Extra: Correlation Matrix#

I create a Correlation matrix using heatmap to represent the correlation between all the factors. No significant correlation found. Only the correlation of each factor and “diagnosis” matters.

corr_matrix = data.corr()
plt.figure(figsize=(8, 6))
sns.heatmap(corr_matrix, annot=True, cmap="coolwarm", fmt=".2f", linewidths=0.5)
plt.title("Correlation Matrix")
plt.show()
../_images/31482289635ac1a5ef40aebc0221fee327ee06b94bd83c94b6ad472d31696a38.png

K-nearest neighbors Regression#

  • Above, I have not checked the kNN regression, so in this section, we will run the kNN-regression on the dataset to see if it is better than the Best Model I chose before.

  • The MSE of this regression is about 0.197 which is not as good (in term of MSE) as Random Forest Regression (MSE=0.08)

knn_regressor = KNeighborsRegressor(n_neighbors=50)  

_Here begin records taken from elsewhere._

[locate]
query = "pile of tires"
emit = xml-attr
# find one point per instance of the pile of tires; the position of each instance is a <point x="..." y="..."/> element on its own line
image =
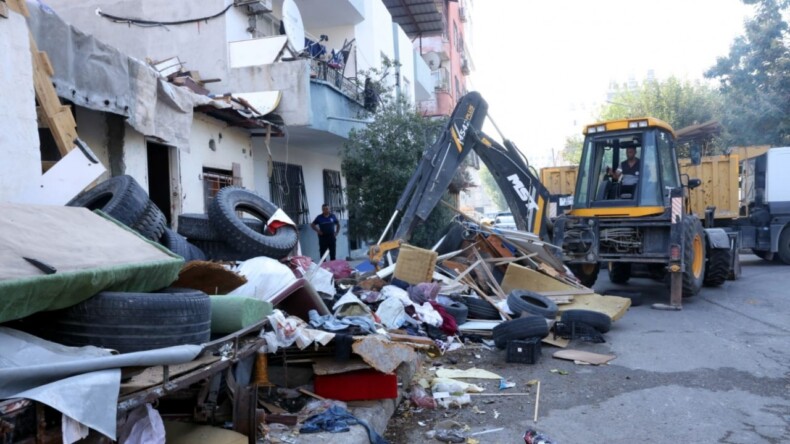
<point x="123" y="199"/>
<point x="225" y="235"/>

knn_regressor.fit(X_train, y_train)

y_pred = knn_regressor.predict(X_test)

test_mse = mean_squared_error(y_test, y_pred)
print("KNN Regression Mean Squared Error (Test set):", test_mse)

plt.figure(figsize=(8, 6))
plt.scatter(y_test, y_pred, alpha=0.5)
plt.plot([y_test.min(), y_test.max()], [y_test.min(), y_test.max()], 'k--', lw=2)  
plt.xlabel("Actual Values")
plt.ylabel("Predicted Values")
plt.title("KNN Regression: Actual vs. Predicted Values")
plt.show()
KNN Regression Mean Squared Error (Test set): 0.21403466666666668
../_images/6aaee3d4469c71d2883b961d3defcec41dc92c1a359d388298de00f694c02236.png

K-means Cluster (BMI vs Age)#

numeric_data = data.select_dtypes(include=[np.number])

# Initialize KMeans object with the chosen number of clusters
kmeans = KMeans(n_clusters=10, n_init=10)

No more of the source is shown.